Não o encontro, vou perdendo os seus sentidos.

Rejeito-o a cada dia, rejeito os seus murmúrios,

Onde meus passos caminham perdidos…

 

Vejo-o rodar, rolar, oscilar, tonto e vazio.

Em voltas e reviravoltas sem calor, gelado e frio.

Que é feito do meu mundo, aquele que me foi dado

Como presente, com futuro e com passado?

 

Um mundo que tinha fundo…

Onde se via brilhar o sol, estrelas e luar.
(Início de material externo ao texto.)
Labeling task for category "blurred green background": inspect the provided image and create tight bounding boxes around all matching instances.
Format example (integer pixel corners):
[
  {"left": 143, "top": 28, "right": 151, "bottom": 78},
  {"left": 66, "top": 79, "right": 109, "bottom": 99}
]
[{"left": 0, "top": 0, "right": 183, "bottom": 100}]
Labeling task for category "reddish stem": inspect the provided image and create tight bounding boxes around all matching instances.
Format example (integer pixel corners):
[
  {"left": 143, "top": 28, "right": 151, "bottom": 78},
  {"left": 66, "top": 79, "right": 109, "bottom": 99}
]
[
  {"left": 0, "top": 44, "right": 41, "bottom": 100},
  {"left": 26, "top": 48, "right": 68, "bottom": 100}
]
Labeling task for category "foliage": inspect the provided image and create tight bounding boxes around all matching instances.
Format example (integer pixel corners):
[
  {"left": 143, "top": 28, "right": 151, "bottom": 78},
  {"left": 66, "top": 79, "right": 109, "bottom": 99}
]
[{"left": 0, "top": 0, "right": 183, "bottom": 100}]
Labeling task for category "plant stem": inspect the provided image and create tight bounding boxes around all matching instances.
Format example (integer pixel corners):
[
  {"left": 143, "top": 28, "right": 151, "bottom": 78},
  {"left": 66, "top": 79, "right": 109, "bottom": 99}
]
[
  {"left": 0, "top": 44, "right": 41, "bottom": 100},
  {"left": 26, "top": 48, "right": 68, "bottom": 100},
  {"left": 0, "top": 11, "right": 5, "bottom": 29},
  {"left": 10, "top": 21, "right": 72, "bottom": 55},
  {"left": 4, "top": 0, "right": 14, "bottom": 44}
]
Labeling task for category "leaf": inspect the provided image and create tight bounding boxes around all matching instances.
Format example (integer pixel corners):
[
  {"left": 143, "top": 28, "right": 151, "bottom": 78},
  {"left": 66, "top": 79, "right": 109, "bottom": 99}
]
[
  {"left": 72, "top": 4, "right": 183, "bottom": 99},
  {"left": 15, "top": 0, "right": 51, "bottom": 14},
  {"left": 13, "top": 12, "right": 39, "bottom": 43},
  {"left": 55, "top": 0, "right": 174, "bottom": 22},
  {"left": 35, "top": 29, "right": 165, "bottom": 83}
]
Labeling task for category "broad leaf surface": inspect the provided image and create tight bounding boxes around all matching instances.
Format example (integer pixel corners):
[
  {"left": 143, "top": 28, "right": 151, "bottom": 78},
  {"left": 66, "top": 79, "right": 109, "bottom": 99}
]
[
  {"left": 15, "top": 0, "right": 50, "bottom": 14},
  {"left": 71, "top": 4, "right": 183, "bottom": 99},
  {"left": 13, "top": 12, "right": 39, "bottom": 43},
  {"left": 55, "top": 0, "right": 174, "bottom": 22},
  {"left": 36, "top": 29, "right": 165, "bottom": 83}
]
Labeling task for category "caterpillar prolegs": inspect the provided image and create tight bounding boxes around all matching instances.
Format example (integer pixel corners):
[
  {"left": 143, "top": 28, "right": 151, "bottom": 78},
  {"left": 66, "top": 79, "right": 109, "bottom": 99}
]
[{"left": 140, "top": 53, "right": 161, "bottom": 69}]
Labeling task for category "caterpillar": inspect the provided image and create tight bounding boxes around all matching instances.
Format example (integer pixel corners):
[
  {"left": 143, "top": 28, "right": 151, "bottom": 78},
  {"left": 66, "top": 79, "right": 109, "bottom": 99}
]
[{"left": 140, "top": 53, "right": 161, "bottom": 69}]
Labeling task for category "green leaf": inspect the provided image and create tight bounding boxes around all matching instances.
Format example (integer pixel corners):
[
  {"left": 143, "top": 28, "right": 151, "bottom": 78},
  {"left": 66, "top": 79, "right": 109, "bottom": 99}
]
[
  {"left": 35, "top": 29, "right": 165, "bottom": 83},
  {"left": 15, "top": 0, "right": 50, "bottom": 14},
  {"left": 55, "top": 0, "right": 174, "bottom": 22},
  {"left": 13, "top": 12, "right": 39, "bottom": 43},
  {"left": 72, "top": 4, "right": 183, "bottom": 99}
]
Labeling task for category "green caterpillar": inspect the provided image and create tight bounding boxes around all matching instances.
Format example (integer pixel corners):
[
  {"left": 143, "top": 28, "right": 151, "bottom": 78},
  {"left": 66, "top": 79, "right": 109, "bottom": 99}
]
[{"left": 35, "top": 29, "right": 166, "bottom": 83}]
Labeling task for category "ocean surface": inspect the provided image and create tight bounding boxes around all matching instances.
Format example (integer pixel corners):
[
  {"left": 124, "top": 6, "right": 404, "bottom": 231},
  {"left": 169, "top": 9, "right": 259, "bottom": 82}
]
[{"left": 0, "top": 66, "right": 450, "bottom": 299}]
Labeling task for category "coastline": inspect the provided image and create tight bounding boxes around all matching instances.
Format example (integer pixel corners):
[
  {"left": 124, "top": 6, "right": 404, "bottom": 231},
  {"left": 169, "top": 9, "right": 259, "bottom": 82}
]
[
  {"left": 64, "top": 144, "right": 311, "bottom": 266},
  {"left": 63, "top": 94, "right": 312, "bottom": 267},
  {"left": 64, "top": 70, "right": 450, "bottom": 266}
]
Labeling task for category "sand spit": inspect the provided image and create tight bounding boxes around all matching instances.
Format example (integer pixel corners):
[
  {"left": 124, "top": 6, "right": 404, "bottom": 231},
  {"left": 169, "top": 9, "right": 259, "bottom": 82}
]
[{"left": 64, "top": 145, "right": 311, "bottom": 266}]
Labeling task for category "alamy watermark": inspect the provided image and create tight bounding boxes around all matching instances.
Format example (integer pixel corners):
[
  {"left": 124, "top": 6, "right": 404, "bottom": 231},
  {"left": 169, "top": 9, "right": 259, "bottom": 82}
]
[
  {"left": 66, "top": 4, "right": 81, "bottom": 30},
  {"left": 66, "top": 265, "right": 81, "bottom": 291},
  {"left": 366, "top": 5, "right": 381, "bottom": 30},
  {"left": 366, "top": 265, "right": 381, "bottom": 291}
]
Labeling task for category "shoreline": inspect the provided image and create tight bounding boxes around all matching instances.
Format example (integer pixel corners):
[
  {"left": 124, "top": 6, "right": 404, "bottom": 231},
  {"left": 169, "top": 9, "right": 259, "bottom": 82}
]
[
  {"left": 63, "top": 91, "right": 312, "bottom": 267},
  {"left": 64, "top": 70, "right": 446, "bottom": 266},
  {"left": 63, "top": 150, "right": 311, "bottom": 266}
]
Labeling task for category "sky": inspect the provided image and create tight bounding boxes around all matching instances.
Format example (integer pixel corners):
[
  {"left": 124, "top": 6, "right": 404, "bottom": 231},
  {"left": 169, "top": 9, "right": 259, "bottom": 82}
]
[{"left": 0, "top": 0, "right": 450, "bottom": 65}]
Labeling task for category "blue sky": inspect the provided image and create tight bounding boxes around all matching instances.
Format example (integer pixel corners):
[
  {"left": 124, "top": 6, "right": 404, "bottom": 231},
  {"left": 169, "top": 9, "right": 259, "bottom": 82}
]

Onde à beira-mar ouvíamos o marulhar das vagas,

Que morriam na areia por entre fragas.

 

O fluxo das marés à beira-mar, suavemente brincando a nossos pés,

E ao longe os barcos a surgirem numa alegria,

E depois a fugirem num adeus de braços caídos.

 

E as crianças alvoroçadas com mãos espadanadas,

Pela praia em corridas de supetão, esbaforidas,

Corridas de ida e volta da juventude, espontânea,

Todos os sentidos à solta, fugas de ida e volta,

Gargalhadas desgarradas, vindas do coração aos saltos, sempre à solta.

 

Foi-se esse mundo, esse mundo, sem regresso? Espontâneo, natural

Outrora virtual, inteligente, artificial, digital…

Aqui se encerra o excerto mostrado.